In its order, the trial court stated that it based its decision on the briefing and oral argument at the hearing. The declarations at issue were executed prior to the hearing and do not purport to reflect the proceedings. Moreover, they contain conflicting statements, which the trial court had the authority to weigh and resolve. We have "no power to judge the effect or value of the evidence, to weigh the evidence, to consider the credibility of witnesses, or to resolve conflicts in the evidence or in the reasonable inferences that may be drawn from the conflicts." (Wells Fargo Bank, N.A. v. Weinberg (2014) 227 Cal.App.4th 1, 8; Orange County Employees Assn. v. County of Orange (1988) 205 Cal.App.3d 1289, 1293; Pleasant Hill v. First Baptist Church (1969) 1 Cal.App.3d 384, 429 ["The question of the weight and sufficiency of the affidavits and the credence to be given them [i]s for the trial court"].) We have no way to determine what arguments were made to the trial court at the hearing, or if any concessions were made by the parties. There is no record of the trial court's oral findings for us to evaluate. Absent the reporter's transcript of the hearing on the motion to amend or some other suitable substitute, no prejudicial error can be shown and we presume the trial court's order is correct. (Fredrics v. Paige (1994) 29 Cal.App.4th 1642, 1647 ["`"where there is a substantial conflict in the facts stated, a determination of the controverted facts by the trial court will not be disturbed"'"].)

DISPOSITION

The order is affirmed. Respondent Randall Senter is awarded costs on appeal.

DUNNING, J.*, concur.

BAKER, J., Concurring

I agree the majority opinion reaches the correct result and does so for the right reasons. I write separately to note a relatively minor point on which I do not fully share my colleagues' view.

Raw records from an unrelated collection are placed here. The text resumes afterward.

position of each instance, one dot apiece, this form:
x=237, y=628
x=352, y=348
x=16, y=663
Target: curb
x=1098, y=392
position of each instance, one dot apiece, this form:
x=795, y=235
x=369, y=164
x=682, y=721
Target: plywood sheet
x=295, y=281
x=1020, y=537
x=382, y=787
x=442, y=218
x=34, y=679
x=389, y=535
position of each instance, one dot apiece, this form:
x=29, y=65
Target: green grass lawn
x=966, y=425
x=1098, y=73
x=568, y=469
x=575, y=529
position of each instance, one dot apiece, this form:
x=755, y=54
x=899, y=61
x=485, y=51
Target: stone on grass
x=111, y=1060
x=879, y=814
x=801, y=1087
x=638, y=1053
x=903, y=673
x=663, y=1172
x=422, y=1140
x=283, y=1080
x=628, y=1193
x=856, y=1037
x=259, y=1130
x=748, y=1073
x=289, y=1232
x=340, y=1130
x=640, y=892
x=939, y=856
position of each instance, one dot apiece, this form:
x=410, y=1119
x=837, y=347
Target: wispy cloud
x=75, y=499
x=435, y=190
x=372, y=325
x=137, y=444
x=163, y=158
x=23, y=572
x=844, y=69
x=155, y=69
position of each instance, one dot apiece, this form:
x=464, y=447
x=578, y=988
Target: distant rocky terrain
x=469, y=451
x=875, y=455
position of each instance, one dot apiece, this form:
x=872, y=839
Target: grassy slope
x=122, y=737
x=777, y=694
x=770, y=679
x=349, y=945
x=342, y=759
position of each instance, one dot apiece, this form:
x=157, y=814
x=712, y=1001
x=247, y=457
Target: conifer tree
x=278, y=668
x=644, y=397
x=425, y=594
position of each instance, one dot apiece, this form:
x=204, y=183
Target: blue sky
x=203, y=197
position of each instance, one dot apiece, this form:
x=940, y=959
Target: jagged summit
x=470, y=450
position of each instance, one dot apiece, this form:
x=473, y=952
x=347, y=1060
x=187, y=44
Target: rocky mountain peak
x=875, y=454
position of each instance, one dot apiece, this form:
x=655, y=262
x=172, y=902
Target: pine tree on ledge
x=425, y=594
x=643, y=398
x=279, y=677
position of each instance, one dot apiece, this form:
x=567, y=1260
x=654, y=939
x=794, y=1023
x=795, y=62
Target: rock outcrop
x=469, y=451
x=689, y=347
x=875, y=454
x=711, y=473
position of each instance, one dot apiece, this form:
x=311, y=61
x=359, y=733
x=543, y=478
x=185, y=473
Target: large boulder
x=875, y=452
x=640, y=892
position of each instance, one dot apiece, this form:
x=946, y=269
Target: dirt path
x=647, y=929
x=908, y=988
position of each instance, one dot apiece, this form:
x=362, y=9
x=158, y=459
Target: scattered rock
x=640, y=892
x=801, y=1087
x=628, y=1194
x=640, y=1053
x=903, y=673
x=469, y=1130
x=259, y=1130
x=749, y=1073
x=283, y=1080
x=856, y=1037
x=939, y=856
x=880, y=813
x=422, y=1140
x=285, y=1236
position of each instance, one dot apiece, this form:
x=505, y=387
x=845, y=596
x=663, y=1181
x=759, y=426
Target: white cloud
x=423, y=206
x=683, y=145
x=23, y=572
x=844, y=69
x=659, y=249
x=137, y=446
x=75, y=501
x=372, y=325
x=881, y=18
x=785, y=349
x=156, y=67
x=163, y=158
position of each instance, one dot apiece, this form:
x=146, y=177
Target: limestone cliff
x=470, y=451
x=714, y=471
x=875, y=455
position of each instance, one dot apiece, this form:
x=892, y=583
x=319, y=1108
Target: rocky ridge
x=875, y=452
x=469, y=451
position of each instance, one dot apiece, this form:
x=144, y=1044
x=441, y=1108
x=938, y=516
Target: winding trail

The majority cites Southern California Gas Co. v. Flannery (2016) 5 Cal.App.5th (Flannery) for the proposition that the absence of a reporter's transcript or an adequate substitute is "usually" indispensible for appellate review when a deferential standard of review applies. I joined the court's opinion in Flanner, and I agree the absence of a reporter's transcript likely will be required, as we said there, in "many cases" where our review of a trial court's decision is deferential. (Id. at p. 483.) But I continue to believe that the consequences of a missing reporter's transcript must be evaluated on a case-by-case basis.

FootNotes


1. Senter also filed a cross-complaint against SEC as trustee of the Senter/Prince Trust 2002 (the trust). Judgment on the cross-complaint was in favor of Senter as an individual, but in favor of SEC against the trust. The trust is not a party to this appeal.
2. No further supporting documentation was attached to the opposition.
3. Citing one sentence out of Senter's moving papers, Spindler Engineering consistently argues on appeal that Senter's lone argument was that SEC changed its name to Spindler Engineering, Inc. This is an unduly narrow reading of the moving papers, which raised specific legal and factual issues beyond a mere change of name.
* Judge of the Orange Superior Court, assigned by the Chief Justice pursuant to article VI, section 6 of the California Constitution.